Ericsson bares its teeth

Swedish phone giant Ericsson has unveiled the first range of products featuring Bluetooth technology.

Swedish phone giant Ericsson has unveiled the first range of products featuring Bluetooth technology.

They include their first Bluetooth phone, their first GPRS phone with Bluetooth, and a Bluetooth PC Card.

The company has also given the first public trials of what it claims is the world's smallest satellite phone and has launched an AirCalendar service.

The products received their worldwide premiere at the CommunicAsia event in Singapore.

Bluetooth technology provides wireless connections between the phone and other electronic devices such as computers.

For example, if a computer is equipped with a Bluetooth PC card, data can be transferred from the mobile phone to the computer.

Ericsson says this makes them the first company to have a complete range of voice and data products using Bluetooth.

The new phones are WAP-enabled, allowing users to hook up to the Internet with their phone, sending and receiving data at high speed.

Voice recognition technology can also be used for voice dialling and answering, voice commands to use the phone's menu system and the phone can record and store voice commands in its memory.
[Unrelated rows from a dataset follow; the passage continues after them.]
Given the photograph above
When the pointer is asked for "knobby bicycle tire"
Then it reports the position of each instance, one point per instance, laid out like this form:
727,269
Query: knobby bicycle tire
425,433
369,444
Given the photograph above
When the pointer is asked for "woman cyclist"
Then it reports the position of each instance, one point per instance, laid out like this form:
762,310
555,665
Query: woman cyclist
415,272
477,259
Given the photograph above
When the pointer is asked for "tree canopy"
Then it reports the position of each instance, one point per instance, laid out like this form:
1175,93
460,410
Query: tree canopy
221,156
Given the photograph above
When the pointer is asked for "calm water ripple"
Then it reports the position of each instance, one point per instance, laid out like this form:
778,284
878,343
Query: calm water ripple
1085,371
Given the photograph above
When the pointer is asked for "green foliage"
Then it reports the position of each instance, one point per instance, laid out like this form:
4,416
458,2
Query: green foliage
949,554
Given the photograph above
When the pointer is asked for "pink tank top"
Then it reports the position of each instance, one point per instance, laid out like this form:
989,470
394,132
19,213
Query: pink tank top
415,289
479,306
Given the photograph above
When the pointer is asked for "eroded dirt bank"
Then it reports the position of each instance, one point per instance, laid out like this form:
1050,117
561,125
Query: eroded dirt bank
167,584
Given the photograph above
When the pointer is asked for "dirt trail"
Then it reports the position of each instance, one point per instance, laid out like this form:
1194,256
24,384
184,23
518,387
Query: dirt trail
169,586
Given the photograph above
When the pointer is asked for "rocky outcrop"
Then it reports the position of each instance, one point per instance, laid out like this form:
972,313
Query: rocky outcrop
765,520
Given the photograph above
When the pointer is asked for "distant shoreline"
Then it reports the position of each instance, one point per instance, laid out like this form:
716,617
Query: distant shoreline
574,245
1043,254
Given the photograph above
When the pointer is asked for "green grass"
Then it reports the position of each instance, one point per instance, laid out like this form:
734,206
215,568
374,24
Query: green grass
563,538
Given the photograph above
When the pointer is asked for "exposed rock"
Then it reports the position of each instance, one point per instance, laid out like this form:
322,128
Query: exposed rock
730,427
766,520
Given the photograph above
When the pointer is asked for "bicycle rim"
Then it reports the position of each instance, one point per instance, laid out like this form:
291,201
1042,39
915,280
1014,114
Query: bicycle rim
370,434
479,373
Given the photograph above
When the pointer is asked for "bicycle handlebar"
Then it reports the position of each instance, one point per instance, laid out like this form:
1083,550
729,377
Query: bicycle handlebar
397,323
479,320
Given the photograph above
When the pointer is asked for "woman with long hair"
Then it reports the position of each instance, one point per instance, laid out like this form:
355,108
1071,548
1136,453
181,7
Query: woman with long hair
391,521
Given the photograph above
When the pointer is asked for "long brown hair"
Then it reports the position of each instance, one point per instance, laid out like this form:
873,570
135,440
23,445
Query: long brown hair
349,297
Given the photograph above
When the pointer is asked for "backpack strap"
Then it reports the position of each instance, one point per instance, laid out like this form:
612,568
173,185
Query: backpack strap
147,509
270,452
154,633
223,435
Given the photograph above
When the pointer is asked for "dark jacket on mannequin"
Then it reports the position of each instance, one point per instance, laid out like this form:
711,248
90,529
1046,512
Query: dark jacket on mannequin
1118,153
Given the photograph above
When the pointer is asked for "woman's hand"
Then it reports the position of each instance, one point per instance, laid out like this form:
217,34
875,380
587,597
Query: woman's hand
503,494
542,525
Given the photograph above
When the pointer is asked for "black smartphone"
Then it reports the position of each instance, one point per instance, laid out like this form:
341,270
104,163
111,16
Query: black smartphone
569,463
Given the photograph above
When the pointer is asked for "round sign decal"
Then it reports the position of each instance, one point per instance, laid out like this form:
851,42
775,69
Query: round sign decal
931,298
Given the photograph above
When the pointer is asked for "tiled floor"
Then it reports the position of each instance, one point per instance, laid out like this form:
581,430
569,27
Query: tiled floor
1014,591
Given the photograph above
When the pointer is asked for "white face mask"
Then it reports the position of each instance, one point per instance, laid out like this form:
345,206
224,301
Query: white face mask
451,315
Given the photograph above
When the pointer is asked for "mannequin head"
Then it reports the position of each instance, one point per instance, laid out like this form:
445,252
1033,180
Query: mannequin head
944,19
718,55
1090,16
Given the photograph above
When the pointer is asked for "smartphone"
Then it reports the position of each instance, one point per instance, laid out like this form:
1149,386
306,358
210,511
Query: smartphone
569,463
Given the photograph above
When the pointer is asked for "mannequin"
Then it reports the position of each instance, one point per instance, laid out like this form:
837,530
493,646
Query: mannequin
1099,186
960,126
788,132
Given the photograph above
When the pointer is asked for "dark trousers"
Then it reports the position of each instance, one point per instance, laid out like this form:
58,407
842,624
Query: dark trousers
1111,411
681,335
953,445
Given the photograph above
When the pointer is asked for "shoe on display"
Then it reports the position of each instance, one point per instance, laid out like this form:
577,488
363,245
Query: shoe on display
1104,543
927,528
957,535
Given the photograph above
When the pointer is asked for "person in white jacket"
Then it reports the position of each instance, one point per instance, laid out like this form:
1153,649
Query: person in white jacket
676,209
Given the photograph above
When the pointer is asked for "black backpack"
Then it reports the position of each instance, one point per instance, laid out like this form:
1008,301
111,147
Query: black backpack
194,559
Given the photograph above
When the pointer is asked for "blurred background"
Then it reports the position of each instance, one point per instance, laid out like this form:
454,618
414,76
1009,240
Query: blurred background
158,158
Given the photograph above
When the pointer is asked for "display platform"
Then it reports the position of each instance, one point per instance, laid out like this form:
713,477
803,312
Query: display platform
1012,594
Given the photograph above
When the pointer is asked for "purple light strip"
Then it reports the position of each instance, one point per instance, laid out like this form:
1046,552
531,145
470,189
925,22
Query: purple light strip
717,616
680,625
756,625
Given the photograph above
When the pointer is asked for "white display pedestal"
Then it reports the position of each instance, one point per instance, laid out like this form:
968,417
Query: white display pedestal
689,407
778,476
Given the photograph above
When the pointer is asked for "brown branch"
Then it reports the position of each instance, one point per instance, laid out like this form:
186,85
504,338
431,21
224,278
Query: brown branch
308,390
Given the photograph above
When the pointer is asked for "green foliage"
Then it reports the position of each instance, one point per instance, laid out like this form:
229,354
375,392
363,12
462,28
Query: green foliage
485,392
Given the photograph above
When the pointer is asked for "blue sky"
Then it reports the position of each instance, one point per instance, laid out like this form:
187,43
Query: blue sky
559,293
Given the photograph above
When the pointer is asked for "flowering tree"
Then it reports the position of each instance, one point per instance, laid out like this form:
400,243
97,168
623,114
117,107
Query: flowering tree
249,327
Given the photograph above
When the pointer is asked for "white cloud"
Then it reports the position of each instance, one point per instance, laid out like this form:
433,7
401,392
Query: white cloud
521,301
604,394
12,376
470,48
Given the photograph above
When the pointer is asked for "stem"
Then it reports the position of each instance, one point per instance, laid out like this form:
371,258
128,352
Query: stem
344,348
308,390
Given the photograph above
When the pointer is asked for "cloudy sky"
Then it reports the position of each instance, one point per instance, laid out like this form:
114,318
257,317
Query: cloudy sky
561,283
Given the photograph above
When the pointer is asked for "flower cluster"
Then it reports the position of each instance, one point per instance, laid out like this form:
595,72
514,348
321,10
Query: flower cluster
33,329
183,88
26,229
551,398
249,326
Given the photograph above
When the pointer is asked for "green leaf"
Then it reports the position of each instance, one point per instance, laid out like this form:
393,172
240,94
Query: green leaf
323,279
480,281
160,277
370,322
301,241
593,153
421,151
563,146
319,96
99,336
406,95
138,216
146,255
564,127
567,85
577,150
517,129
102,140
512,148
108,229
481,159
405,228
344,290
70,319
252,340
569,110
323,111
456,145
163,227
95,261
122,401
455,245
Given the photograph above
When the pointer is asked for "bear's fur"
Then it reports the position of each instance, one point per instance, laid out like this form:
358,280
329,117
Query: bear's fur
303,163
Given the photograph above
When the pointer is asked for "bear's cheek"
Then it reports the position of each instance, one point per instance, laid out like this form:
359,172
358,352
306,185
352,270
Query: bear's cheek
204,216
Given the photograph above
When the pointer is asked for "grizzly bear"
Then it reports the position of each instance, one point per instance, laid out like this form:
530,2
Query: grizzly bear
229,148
The T36 range uses the GM frequencies and includes a model that will operate using Chinese characters.

The more advanced R520 with its GPRS (General Packet Radio Services) technology allows even faster transportation of data than regular GSM.

The phones will have their worldwide release towards the end of the year, with commercial quantities becoming available early in 2001.

The Bluetooth PC card is also set for Worldwide release by the end of the year.

At the Singapore show, Ericsson also invited people to try out its new satellite phone, which it claims is the world's smallest.

The R190 satellite phone weighs just over 200 grams and is linked to the ACeS (ASIA Cellular satellite) network.

It will be launched in Indonesia in September, and will then roll out across other Asian countries.

The AirCalendar is also billed as the first Web-based dairy application that meets new Wide Area Network Synchronisation Standards. It can be accessed from GSM, TDMA and GPRS phones.

It allows users to access their diaries wherever they are, either from a phone or from an Internet PC. It can synchronise appointments and other entries, and even give reminders to avoid double bookings and missed appointments.

Details of the products can be found at www.ericsson.com.